I have just graduated from Police Foundations a few weeks ago and was planing to apply for MP Trade ASAP. I was told that the Forces are not accepting any applications for Military Police. I was told I would need to wait until April 2012 to submit an application but It may take a year at least before It is even looked at since other applications are ahead of me.

This is sad news to me at this time because I had my hopes up of applying in Oct and getting accepted soon after. I am quite confident that I will pass MPAC and fly through personal Interviews ( Not to mistake Confidence with Cockiness)

Does anyone have any information that is different with regards to Military Police applications and open recruiting? 

Any information that would help out a MP Applicant would be very appreciated as well.

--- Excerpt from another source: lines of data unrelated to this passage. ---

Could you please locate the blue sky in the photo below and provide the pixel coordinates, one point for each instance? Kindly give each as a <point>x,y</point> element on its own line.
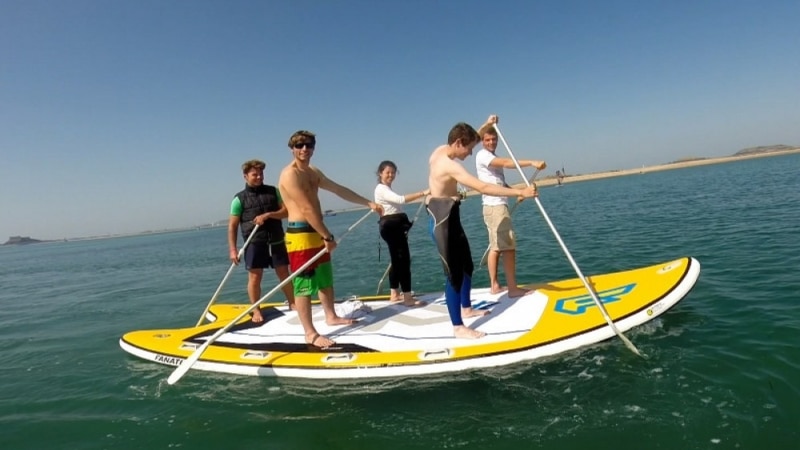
<point>124,116</point>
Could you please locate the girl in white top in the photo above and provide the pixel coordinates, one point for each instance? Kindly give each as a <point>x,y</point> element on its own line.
<point>394,226</point>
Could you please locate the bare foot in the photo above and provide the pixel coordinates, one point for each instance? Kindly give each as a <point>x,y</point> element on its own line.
<point>318,340</point>
<point>463,332</point>
<point>340,321</point>
<point>410,301</point>
<point>517,292</point>
<point>469,312</point>
<point>496,289</point>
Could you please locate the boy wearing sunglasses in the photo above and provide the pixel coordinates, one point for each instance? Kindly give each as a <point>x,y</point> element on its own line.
<point>307,235</point>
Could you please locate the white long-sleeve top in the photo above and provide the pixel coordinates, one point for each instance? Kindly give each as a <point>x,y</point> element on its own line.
<point>389,199</point>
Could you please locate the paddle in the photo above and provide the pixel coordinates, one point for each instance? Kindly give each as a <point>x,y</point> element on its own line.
<point>389,267</point>
<point>187,364</point>
<point>597,301</point>
<point>225,278</point>
<point>486,253</point>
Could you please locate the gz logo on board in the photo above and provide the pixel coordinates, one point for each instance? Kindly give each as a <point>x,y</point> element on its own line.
<point>578,305</point>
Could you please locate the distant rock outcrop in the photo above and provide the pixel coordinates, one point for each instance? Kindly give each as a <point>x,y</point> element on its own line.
<point>21,240</point>
<point>765,149</point>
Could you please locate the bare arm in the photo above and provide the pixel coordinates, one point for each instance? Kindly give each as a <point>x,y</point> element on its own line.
<point>508,163</point>
<point>461,175</point>
<point>345,193</point>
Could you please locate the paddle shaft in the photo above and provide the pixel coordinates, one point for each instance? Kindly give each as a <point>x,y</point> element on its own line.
<point>389,267</point>
<point>225,278</point>
<point>489,247</point>
<point>187,364</point>
<point>589,288</point>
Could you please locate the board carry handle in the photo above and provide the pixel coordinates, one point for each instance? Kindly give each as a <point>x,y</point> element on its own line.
<point>589,288</point>
<point>187,364</point>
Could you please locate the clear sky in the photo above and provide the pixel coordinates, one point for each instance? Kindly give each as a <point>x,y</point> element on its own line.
<point>125,116</point>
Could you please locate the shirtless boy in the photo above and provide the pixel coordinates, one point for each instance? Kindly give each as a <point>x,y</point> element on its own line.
<point>307,235</point>
<point>445,223</point>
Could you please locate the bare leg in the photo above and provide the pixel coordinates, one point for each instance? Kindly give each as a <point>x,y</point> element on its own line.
<point>303,306</point>
<point>510,267</point>
<point>463,332</point>
<point>331,318</point>
<point>254,291</point>
<point>288,290</point>
<point>491,262</point>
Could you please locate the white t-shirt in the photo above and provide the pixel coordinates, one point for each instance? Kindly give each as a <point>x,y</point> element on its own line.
<point>388,199</point>
<point>491,175</point>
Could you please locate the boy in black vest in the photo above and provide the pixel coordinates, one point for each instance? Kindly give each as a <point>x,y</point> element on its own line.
<point>259,204</point>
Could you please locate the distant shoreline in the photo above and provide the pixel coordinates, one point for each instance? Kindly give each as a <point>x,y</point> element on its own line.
<point>548,181</point>
<point>552,181</point>
<point>657,168</point>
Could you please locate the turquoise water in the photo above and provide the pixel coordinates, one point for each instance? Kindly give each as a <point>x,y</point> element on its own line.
<point>722,370</point>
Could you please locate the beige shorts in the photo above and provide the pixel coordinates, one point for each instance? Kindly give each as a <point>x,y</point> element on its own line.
<point>498,222</point>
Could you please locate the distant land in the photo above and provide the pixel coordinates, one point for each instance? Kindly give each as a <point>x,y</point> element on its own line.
<point>747,153</point>
<point>21,240</point>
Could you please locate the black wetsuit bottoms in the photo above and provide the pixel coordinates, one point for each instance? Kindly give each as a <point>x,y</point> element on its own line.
<point>394,230</point>
<point>453,246</point>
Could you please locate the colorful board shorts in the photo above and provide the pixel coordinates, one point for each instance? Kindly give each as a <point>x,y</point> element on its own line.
<point>302,244</point>
<point>263,255</point>
<point>498,221</point>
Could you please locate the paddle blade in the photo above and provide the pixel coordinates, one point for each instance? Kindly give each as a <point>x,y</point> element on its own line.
<point>187,364</point>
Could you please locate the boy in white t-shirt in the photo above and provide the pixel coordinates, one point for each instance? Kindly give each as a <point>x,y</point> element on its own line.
<point>495,212</point>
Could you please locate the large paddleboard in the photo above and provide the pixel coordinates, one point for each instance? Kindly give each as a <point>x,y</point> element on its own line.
<point>391,340</point>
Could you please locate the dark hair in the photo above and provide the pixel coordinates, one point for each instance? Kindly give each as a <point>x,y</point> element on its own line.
<point>464,132</point>
<point>383,165</point>
<point>301,136</point>
<point>253,164</point>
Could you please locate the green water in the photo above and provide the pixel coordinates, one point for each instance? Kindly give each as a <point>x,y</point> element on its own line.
<point>722,370</point>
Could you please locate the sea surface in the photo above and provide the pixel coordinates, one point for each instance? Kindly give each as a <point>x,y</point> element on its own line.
<point>722,368</point>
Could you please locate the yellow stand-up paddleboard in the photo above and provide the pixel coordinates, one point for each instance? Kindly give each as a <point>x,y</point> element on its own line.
<point>392,340</point>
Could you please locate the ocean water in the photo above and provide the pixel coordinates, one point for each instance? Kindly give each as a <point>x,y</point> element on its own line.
<point>722,368</point>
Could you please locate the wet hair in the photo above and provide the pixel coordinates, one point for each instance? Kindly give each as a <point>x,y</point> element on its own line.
<point>464,132</point>
<point>301,136</point>
<point>253,164</point>
<point>383,165</point>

On a side note; My family is experienced with training Dogs and a close cousin through marriage trains Police Dogs. I have always wanted to be a K-9 officer and dedicate my career to Police Dogs. I have a goal to be a MP and would like to know if there is a K-9 Unit or any Police Dogs within the Military. I could only find this article of information regarding MP/K-9.

http://www.dogsincanada.com/lahr-the-military-police-service-dog

Thank you very much for any information and your time.


----------



## mariomike (17 Oct 2011)

Ty.Fenrir said:
			
		

> I have a goal to be a MP and would like to know if there is a K-9 Unit or any Police Dogs within the Military.



Topic: K9 unit 
http://forums.army.ca/forums/threads/39676.0.html

Topic: Does the CF use Shepherds?
http://forums.army.ca/forums/threads/72171.0.html


----------



## Dissident (17 Oct 2011)

ll your answers are in this forum. If you have more in depth questions, Garb811 and myself will be along to help you out.


----------



## Precept (17 Oct 2011)

The trade has been closed to new applicants for a few months now, I believe.


----------